Devin Coldewey, writing for TechCrunch:
“It may be possible with careful design to extract the features you need without keeping the original, in a way where it’s mathematically impossible to recreate the recording,” Kortz said.
If that process is verifiable and there’s no possibility of eavesdropping — no chance any Google employee, law enforcement officer, or hacker could get into the system and intercept or collect that data — then potentially Duplex could be deemed benign, transitory recording in the eye of the law.
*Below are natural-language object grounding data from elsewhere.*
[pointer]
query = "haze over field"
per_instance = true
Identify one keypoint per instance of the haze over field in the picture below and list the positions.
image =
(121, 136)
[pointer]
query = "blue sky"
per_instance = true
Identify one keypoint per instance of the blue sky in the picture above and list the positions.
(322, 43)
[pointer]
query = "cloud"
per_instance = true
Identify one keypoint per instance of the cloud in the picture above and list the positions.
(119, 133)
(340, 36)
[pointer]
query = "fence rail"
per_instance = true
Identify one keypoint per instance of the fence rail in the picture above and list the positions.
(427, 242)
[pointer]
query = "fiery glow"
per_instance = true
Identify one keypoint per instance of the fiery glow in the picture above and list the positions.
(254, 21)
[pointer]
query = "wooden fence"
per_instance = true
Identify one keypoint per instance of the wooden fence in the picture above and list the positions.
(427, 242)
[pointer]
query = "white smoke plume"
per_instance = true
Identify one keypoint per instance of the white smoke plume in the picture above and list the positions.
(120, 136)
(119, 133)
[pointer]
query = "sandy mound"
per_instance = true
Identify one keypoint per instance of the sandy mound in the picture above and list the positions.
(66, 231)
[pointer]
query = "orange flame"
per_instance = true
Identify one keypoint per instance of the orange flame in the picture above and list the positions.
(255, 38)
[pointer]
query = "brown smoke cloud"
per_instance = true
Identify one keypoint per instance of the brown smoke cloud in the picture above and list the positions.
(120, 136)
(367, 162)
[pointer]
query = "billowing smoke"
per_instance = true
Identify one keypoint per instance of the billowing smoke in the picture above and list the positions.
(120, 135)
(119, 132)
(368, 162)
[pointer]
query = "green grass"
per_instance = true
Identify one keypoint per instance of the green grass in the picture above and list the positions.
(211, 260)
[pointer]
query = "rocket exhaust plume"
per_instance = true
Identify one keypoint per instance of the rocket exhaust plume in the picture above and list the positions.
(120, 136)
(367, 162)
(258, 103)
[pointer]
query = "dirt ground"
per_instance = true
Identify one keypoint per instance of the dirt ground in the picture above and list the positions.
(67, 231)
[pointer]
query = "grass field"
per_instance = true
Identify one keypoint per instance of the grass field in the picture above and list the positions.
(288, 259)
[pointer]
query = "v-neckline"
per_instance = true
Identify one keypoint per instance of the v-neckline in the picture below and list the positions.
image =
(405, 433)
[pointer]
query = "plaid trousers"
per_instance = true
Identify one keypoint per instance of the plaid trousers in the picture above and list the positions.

That assumes a lot, though. Frustratingly, Google could clear this up with a sentence or two. It’s suspicious that the company didn’t address this obvious question with even a single phrase, like Sundar Pichai adding during the presentation that “yes, we are compliant with recording consent laws.” Instead of people wondering if, they’d be wondering how.
This is one scenario I’m imagining for Google’s [complete refusal to answer any questions][a] related to the Duplex phone calls it has released — that they were actual Duplex calls to actual businesses (the one to Hong’s Gourmet almost certainly was, in my opinion), recorded without consent. Someone who works at the one restaurant we know Duplex called told Mashable they weren’t aware in advance.
This wouldn’t send anyone to prison, but it would be a bit of an embarrassment, and would reinforce the notion that Google has a cavalier stance on privacy (and adhering to privacy laws).